Food and Pheremones: Nature's Way of Turning You On...

PHEREMONES. Probably something you've heard of before, but for many of us out there, not necessarily a word we could define. We may be vaguely aware that they have something to do with smells, possibly something to do with girls' hair, and potentially something to do with sex.

And then there's food. It's probably not a pheremone, but there are definitely those among us who swear that the taste of chocolate, the scent of a mango, or even eating oysters, can pique our libidos and turn us on.

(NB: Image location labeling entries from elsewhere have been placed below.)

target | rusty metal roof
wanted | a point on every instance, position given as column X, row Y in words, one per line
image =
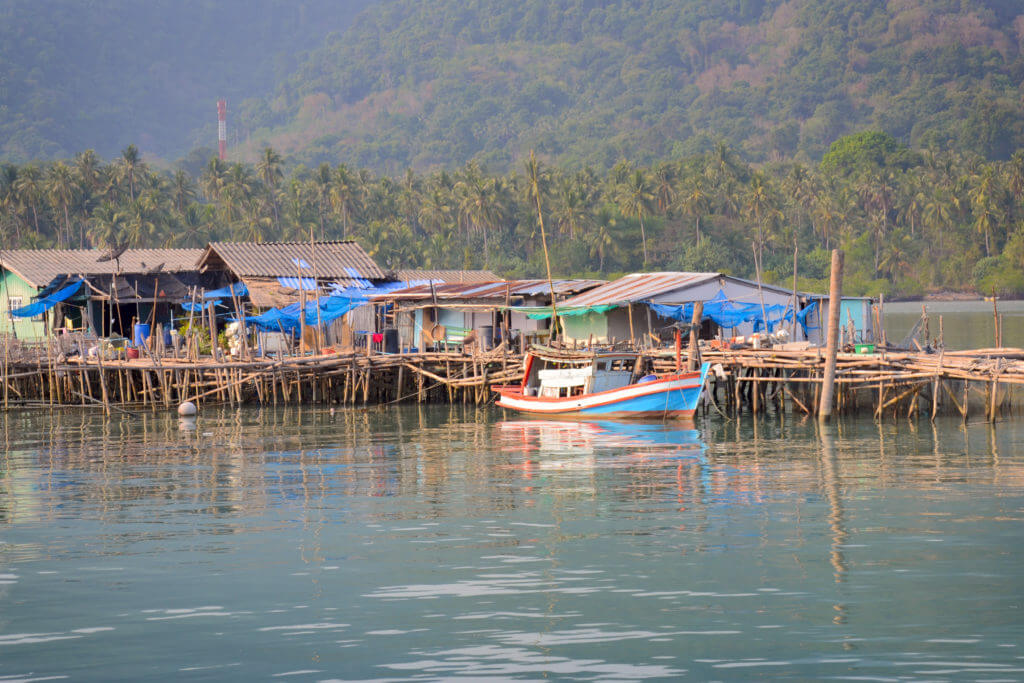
column 449, row 275
column 278, row 259
column 39, row 266
column 493, row 290
column 638, row 287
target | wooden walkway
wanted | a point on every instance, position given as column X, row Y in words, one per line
column 888, row 384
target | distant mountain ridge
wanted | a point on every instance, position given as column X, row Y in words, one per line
column 434, row 83
column 392, row 84
column 105, row 74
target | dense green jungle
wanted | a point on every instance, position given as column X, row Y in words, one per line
column 911, row 223
column 685, row 135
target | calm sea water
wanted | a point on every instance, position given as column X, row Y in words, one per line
column 439, row 543
column 964, row 325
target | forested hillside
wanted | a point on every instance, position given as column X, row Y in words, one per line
column 669, row 135
column 104, row 74
column 911, row 222
column 436, row 83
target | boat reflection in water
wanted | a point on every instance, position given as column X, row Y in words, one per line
column 553, row 444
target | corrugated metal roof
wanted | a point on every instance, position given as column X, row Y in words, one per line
column 449, row 275
column 493, row 290
column 40, row 266
column 637, row 287
column 275, row 259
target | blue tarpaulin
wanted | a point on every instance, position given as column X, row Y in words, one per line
column 201, row 305
column 307, row 284
column 728, row 313
column 240, row 289
column 287, row 318
column 45, row 303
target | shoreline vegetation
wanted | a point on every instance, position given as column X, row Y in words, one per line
column 914, row 224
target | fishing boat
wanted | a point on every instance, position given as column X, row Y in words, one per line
column 601, row 385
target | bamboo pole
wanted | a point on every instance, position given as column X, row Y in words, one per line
column 835, row 304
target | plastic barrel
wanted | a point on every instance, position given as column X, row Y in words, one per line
column 141, row 333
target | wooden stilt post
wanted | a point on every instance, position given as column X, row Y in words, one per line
column 832, row 349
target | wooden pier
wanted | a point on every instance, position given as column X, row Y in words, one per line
column 889, row 384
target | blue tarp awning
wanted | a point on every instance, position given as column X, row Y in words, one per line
column 45, row 303
column 238, row 289
column 201, row 305
column 728, row 313
column 324, row 310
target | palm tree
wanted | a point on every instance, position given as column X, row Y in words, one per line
column 61, row 189
column 603, row 238
column 109, row 225
column 28, row 185
column 984, row 202
column 436, row 212
column 666, row 177
column 321, row 184
column 196, row 223
column 571, row 208
column 877, row 193
column 536, row 188
column 182, row 189
column 236, row 201
column 214, row 178
column 636, row 198
column 480, row 206
column 130, row 166
column 90, row 171
column 8, row 202
column 762, row 206
column 344, row 196
column 269, row 173
column 694, row 202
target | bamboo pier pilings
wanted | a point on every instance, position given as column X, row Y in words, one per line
column 889, row 383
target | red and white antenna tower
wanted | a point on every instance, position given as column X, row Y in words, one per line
column 222, row 129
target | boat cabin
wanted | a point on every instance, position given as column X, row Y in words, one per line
column 561, row 378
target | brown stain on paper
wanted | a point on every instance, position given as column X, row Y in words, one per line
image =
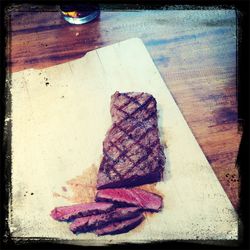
column 82, row 186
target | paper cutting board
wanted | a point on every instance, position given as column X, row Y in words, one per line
column 60, row 116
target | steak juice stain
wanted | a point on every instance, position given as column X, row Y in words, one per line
column 82, row 187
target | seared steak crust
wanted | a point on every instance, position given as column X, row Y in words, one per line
column 89, row 223
column 121, row 226
column 132, row 153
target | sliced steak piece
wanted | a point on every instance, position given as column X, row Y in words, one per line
column 132, row 152
column 132, row 196
column 120, row 227
column 89, row 223
column 68, row 213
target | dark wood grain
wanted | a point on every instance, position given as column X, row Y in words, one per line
column 195, row 52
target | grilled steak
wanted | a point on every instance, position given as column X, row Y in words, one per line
column 133, row 197
column 68, row 213
column 120, row 227
column 132, row 153
column 89, row 223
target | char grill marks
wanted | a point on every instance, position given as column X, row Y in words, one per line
column 132, row 151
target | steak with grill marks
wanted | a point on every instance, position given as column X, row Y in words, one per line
column 131, row 197
column 132, row 152
column 121, row 226
column 69, row 213
column 89, row 223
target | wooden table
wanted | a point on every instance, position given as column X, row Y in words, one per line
column 195, row 52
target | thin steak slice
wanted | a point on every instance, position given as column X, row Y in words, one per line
column 68, row 213
column 132, row 196
column 132, row 153
column 89, row 223
column 120, row 227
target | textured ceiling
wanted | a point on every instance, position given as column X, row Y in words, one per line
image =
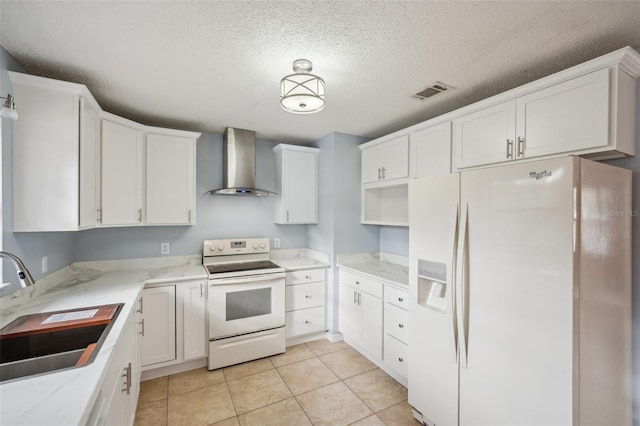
column 205, row 65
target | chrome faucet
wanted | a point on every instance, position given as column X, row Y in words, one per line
column 26, row 279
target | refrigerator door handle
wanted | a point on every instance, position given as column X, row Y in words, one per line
column 464, row 280
column 452, row 286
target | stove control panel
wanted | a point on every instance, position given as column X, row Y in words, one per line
column 236, row 246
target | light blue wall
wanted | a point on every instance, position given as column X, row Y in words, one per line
column 30, row 247
column 339, row 229
column 217, row 216
column 394, row 239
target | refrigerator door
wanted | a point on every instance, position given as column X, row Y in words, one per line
column 433, row 370
column 517, row 294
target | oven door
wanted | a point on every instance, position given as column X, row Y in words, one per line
column 245, row 304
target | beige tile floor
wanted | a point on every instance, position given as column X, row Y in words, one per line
column 316, row 383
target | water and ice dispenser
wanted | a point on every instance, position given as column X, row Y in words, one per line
column 432, row 285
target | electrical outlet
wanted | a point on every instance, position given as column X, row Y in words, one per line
column 165, row 248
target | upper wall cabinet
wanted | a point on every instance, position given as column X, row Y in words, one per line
column 77, row 167
column 297, row 182
column 584, row 111
column 171, row 179
column 55, row 155
column 122, row 173
column 386, row 161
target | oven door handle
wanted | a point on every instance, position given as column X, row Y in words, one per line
column 247, row 279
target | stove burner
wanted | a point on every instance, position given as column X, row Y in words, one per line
column 241, row 267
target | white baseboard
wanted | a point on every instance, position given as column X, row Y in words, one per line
column 173, row 369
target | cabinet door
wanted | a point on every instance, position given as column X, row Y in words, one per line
column 485, row 137
column 194, row 335
column 570, row 116
column 158, row 342
column 372, row 164
column 431, row 151
column 350, row 315
column 122, row 177
column 300, row 186
column 170, row 180
column 395, row 161
column 372, row 330
column 89, row 166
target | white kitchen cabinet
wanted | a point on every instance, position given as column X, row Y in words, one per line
column 305, row 302
column 194, row 319
column 297, row 183
column 386, row 161
column 590, row 115
column 361, row 313
column 430, row 151
column 173, row 324
column 486, row 136
column 122, row 384
column 158, row 327
column 55, row 155
column 171, row 179
column 396, row 329
column 122, row 173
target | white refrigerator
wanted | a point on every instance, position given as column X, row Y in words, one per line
column 520, row 288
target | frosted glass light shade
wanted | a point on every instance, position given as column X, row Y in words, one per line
column 302, row 93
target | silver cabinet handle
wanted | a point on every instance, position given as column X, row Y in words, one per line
column 520, row 147
column 126, row 375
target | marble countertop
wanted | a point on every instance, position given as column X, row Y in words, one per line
column 67, row 397
column 300, row 259
column 383, row 266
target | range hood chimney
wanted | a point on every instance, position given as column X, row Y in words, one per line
column 239, row 164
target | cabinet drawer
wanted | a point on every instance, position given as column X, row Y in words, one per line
column 396, row 297
column 304, row 296
column 396, row 355
column 305, row 321
column 396, row 322
column 361, row 283
column 306, row 276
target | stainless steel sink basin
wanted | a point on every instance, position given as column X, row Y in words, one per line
column 42, row 364
column 49, row 351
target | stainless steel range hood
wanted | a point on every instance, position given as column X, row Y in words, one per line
column 239, row 164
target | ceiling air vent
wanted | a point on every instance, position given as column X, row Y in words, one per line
column 433, row 90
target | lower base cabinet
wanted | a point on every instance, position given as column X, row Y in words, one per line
column 305, row 302
column 173, row 322
column 122, row 386
column 374, row 319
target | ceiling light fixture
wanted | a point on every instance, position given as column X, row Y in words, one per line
column 9, row 108
column 302, row 92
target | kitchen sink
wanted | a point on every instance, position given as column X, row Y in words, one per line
column 31, row 346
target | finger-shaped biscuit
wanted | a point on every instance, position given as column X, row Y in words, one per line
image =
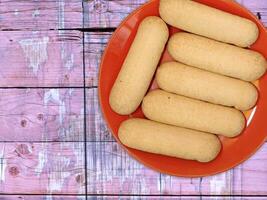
column 217, row 57
column 203, row 85
column 181, row 111
column 209, row 22
column 154, row 137
column 139, row 66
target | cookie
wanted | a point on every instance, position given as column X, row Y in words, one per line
column 181, row 111
column 139, row 66
column 158, row 138
column 210, row 22
column 217, row 57
column 206, row 86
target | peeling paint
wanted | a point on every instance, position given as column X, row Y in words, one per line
column 42, row 159
column 36, row 13
column 61, row 14
column 16, row 12
column 51, row 95
column 59, row 174
column 35, row 51
column 70, row 62
column 3, row 165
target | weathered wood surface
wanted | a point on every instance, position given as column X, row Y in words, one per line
column 104, row 13
column 41, row 58
column 111, row 171
column 42, row 168
column 116, row 197
column 40, row 14
column 41, row 115
column 32, row 120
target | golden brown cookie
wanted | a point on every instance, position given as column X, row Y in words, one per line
column 206, row 86
column 203, row 20
column 217, row 57
column 177, row 110
column 158, row 138
column 139, row 66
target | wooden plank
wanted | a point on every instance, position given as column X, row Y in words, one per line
column 97, row 129
column 40, row 15
column 114, row 197
column 42, row 168
column 105, row 13
column 95, row 44
column 41, row 59
column 111, row 171
column 250, row 178
column 45, row 197
column 41, row 115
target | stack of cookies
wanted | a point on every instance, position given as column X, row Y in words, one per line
column 202, row 94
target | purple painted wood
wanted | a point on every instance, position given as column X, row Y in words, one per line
column 42, row 168
column 41, row 115
column 94, row 197
column 97, row 129
column 46, row 58
column 104, row 13
column 43, row 197
column 55, row 59
column 95, row 44
column 40, row 15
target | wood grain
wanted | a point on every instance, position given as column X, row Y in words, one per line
column 40, row 15
column 97, row 129
column 46, row 197
column 95, row 44
column 41, row 115
column 111, row 171
column 42, row 168
column 104, row 13
column 116, row 197
column 41, row 59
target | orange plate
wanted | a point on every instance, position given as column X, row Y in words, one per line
column 234, row 150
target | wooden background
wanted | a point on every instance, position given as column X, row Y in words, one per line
column 53, row 137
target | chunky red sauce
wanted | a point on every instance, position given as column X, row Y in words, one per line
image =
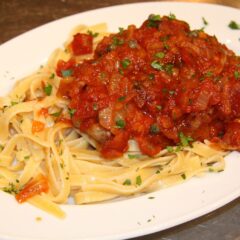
column 155, row 84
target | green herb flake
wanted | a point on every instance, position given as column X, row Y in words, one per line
column 125, row 63
column 116, row 42
column 237, row 74
column 95, row 106
column 185, row 140
column 67, row 73
column 154, row 129
column 71, row 112
column 48, row 89
column 120, row 123
column 122, row 98
column 127, row 182
column 157, row 65
column 138, row 180
column 172, row 16
column 204, row 21
column 183, row 176
column 234, row 25
column 153, row 20
column 92, row 34
column 160, row 55
column 170, row 149
column 121, row 29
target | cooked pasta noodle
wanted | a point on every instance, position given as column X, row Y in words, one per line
column 34, row 142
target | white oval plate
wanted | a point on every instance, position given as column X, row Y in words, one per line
column 129, row 217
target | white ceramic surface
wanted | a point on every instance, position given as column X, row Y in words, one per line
column 134, row 216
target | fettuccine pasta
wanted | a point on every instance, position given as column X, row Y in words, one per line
column 40, row 148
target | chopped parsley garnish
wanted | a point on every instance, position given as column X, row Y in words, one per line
column 56, row 114
column 92, row 34
column 127, row 182
column 154, row 129
column 237, row 74
column 234, row 25
column 95, row 106
column 67, row 73
column 120, row 123
column 204, row 21
column 160, row 55
column 121, row 30
column 170, row 149
column 116, row 42
column 71, row 111
column 157, row 65
column 132, row 43
column 183, row 176
column 185, row 140
column 48, row 89
column 153, row 20
column 125, row 63
column 138, row 180
column 172, row 16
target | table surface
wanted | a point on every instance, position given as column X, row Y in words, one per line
column 222, row 224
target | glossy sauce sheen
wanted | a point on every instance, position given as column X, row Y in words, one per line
column 155, row 84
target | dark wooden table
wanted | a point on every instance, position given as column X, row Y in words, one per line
column 18, row 16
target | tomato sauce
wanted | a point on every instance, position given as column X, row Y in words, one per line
column 155, row 84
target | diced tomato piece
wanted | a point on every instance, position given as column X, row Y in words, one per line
column 33, row 188
column 116, row 146
column 43, row 112
column 82, row 44
column 37, row 126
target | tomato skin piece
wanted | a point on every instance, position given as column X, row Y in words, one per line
column 33, row 188
column 82, row 44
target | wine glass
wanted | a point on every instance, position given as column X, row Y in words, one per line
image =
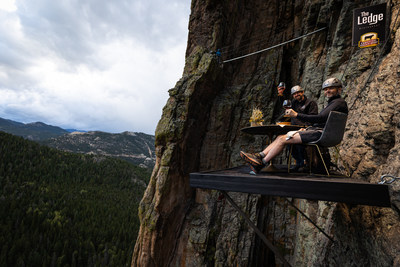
column 287, row 104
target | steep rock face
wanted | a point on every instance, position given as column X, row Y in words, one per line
column 200, row 130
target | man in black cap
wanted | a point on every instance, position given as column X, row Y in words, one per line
column 283, row 95
column 332, row 88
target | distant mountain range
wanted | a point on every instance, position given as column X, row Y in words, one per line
column 137, row 148
column 35, row 131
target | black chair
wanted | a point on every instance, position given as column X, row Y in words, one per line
column 331, row 136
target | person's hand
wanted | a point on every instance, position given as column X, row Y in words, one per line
column 290, row 113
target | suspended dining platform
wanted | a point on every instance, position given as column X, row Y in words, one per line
column 294, row 185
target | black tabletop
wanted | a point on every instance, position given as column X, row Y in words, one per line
column 270, row 129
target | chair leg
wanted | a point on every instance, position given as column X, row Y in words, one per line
column 322, row 158
column 344, row 163
column 290, row 158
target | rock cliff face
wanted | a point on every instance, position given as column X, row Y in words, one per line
column 200, row 130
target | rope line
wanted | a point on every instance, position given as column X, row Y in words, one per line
column 274, row 46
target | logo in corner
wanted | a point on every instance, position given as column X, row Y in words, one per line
column 368, row 39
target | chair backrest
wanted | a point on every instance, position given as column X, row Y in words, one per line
column 333, row 131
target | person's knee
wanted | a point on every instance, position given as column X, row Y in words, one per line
column 282, row 139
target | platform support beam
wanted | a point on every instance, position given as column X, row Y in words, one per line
column 308, row 219
column 256, row 230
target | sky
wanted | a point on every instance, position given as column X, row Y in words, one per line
column 91, row 64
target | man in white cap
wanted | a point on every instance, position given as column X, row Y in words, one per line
column 304, row 105
column 332, row 88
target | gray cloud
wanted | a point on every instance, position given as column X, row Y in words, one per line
column 90, row 64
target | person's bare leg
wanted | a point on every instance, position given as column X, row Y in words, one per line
column 272, row 145
column 278, row 145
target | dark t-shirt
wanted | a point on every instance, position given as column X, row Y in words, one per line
column 335, row 103
column 307, row 106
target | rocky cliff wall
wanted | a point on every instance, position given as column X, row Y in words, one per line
column 200, row 130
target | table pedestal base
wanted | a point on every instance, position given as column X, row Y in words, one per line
column 270, row 168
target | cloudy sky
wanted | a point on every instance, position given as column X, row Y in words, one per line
column 90, row 64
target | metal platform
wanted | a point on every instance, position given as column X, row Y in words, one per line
column 301, row 185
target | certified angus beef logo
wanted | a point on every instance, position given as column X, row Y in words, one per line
column 369, row 25
column 368, row 39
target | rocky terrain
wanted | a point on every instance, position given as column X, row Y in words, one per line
column 200, row 130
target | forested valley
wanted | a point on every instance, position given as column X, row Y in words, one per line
column 63, row 209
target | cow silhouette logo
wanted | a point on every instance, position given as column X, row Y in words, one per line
column 368, row 39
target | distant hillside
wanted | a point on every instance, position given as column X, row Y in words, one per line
column 137, row 148
column 65, row 209
column 35, row 131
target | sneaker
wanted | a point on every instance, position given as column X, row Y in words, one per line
column 252, row 158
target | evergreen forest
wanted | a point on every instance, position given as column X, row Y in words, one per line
column 63, row 209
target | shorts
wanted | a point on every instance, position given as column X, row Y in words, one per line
column 310, row 135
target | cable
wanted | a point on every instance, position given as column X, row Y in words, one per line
column 275, row 46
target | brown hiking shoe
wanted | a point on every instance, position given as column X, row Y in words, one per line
column 256, row 168
column 254, row 159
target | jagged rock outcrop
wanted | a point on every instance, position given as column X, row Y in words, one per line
column 200, row 130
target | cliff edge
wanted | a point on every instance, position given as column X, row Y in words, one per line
column 200, row 130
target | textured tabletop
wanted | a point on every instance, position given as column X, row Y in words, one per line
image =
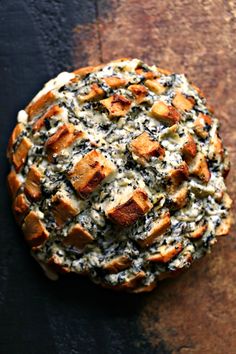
column 192, row 314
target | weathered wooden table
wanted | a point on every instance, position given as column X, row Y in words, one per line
column 192, row 314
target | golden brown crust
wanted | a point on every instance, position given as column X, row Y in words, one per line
column 37, row 106
column 166, row 114
column 129, row 212
column 20, row 155
column 145, row 288
column 179, row 197
column 199, row 232
column 95, row 94
column 34, row 231
column 64, row 137
column 131, row 283
column 89, row 173
column 199, row 168
column 78, row 237
column 16, row 132
column 155, row 86
column 224, row 228
column 164, row 71
column 82, row 72
column 177, row 176
column 159, row 228
column 52, row 111
column 199, row 91
column 117, row 264
column 145, row 74
column 139, row 92
column 62, row 209
column 201, row 124
column 13, row 183
column 115, row 82
column 20, row 207
column 189, row 149
column 56, row 264
column 144, row 147
column 182, row 103
column 117, row 105
column 166, row 253
column 32, row 183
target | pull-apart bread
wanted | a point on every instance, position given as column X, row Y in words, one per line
column 118, row 173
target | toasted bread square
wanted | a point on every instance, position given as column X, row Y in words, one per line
column 199, row 168
column 139, row 92
column 159, row 228
column 117, row 264
column 32, row 183
column 155, row 86
column 20, row 207
column 52, row 111
column 164, row 71
column 224, row 228
column 56, row 264
column 189, row 149
column 115, row 82
column 82, row 72
column 144, row 147
column 89, row 172
column 199, row 91
column 16, row 132
column 64, row 137
column 166, row 253
column 177, row 176
column 199, row 232
column 179, row 197
column 164, row 113
column 132, row 282
column 34, row 230
column 78, row 237
column 146, row 74
column 117, row 105
column 95, row 94
column 20, row 155
column 129, row 212
column 34, row 108
column 62, row 208
column 182, row 103
column 13, row 183
column 145, row 288
column 200, row 125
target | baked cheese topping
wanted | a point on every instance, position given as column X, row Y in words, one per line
column 118, row 173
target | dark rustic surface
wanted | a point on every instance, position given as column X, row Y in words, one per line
column 192, row 314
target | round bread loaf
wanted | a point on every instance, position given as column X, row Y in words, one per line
column 118, row 173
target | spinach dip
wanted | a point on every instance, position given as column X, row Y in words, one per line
column 118, row 173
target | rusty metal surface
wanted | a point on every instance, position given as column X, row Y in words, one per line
column 192, row 314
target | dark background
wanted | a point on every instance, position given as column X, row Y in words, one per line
column 193, row 314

Strictly speaking, pheremones are chemical messengers that are transported outside of the body and have the ability to induce hormonal or behavioural changes in others.[1] It has long been postulated that animals attract their partners by releasing sex pheromones which elicit intuitive courtship and mating behaviours from their recipient.[2] However, a study conceived by Yael Grosjean and Richard Benton of the Center for Integrative Genomics at the University of Lausanne, Switzerland, and published in this month’s edition of Nature [3] has demonstrated for the first time that certain receptors found in the olfactory (“smell-related”) sensory neurons of male drosophila fruit flies (ionotropic gluatamate receptor 84a, to be exact, or IR84a for short) are not activated by fly-derived pheromones, but by the aromatic odours phenylacetic acid and phenylacetalydehyde – both of which are commonly found in fruit and plant tissues.

Benton, Grosjean and their colleagues were able to show that male courtship behaviour in drosophila flies is markedly increased when IR84a receptors are activated by the above fruit-derived odours. Conversely, in drosophila whose IR84a receptors are mutated, courtship behaviour is significantly reduced.

Interneurons forming part of the same messenger systems as IR84a receptors innervate the pheromone processing centre in the brain.

What does this mean?

In short, the smell of certain fruits is genuinely eliciting a physiological response to turn male fruit flies on. And there is no reason why similar messenger systems couldn’t apply in humans.

Now where did I put that mango...?



[1] Kohl, J., Atzmueller, M., Fink, B. & Grammar, K. ‘Human Pheromones: Integrative Neuroendocrinology & Ethology’. NEL 22, 309-321:  2001.
[2] Wyatt, T.D. ‘Pheremones and Animal Behaviour: Communication by smell and taste. Oxford University Press: 2003.
[3] Grosjean, Y., Rytz, R., Farine, J.-P., Abuin, L., Cortot, J., Jefferis, G.S.X.E. & Benton, R. ‘An olfactory receptor for food-derived odours promotes male courtship in Drosophila’. Nature 478, 236-240: 2011.